Quand on sait la galère que c’est aujourd’hui de faire sa place dans l’artistique que mieux vaut ne pas rentrer là-dedans en se disant : « Tiens, je vais faire du pognon ». En fait, dans la plupart des cas, ça ne marche pas. Moi, j’ai eu beaucoup de chance, mais il y a beaucoup de gens que je croise qui sont de talentueux artistes qui ne feront pas de pognon. S’ils sont venus là pour faire du pognon, ils vont être excessivement déçus. Mieux vaut venir là pour s’amuser. Là, on n’est jamais déçu !

F : Tu te dis que tu fais cinquante trucs différents, du coup c’est super intéressant. Est-ce que tu ne penses pas que le positionnement, c’est quand même super important ? En fait toi, tu es un peu l’exception qui confirme la règle que le positionnement est important pour qu’un photographe vive de sa production. Se positionner sur une chose, la faire bien et être reconnu dans le métier pour ça !

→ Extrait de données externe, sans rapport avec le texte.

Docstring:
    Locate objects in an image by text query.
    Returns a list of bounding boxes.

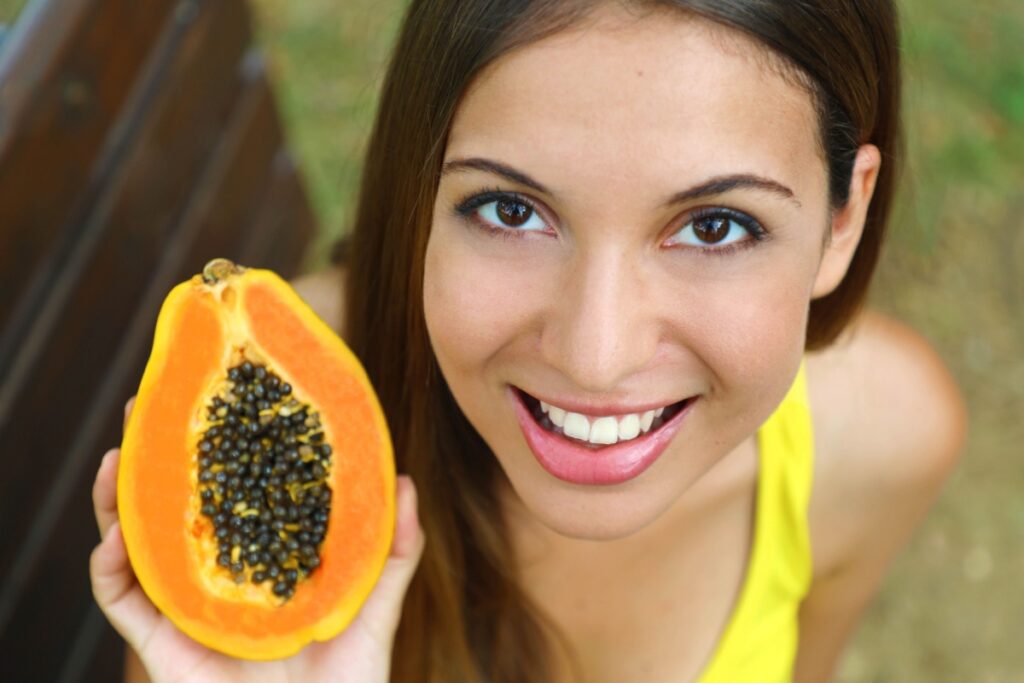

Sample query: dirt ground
[254,0,1024,683]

O : Alors malheureusement, pour moi, ça, ça mettrait l’art au niveau d’un travail complètement classique à ce moment-là. Voilà, je rentre dans une boite, on me dit d’être manager, je vais essayer d’être le meilleur manager possible pour pouvoir éviter de me faire virer un jour. Et quand moi, j’ai quitté ce milieu-là pour rentrer dans l’artistique, c’est parce qu’indubitablement, j’ai essayé de fuir cet état de fait là. Moi, l’art… Je me suis payé une liberté. Donc, non. Je n’irai jamais me concentrer dans quelque chose et m’astreindre. Si un jour quelque chose ne me plait pas, je ne vais pas m’y accrocher particulièrement. Je passerai à quelque chose qui me plait plus et j’essaierai de construire quelque chose autour de ça. Jusqu’à ce que je l’épuise, jusqu’à passer à autre chose. Et donc après, c’est une gestion du temps. C’est vrai que je fais beaucoup de choses, je travaille pour des magazines. N’importe quel client qui me demande un travail, à condition que ce travail corresponde aussi à ma vision artistique. Ce n’est pas une marotte, c’est juste que je sais que je suis bon dans ce que j’aime faire. Et donc je ne me laisse pas enfermer dans quelque chose que je n’aimerai pas faire parce que d’abord ça ne serait pas respectueux pour mon client parce que je ne lui fournirais pas quelque chose qui est à la hauteur du travail qu’il me demande ou qu’il espère du moins. Si elle est là, la question est de savoir s’il y a une cohérence dans mon travail, il y en a toujours eu une.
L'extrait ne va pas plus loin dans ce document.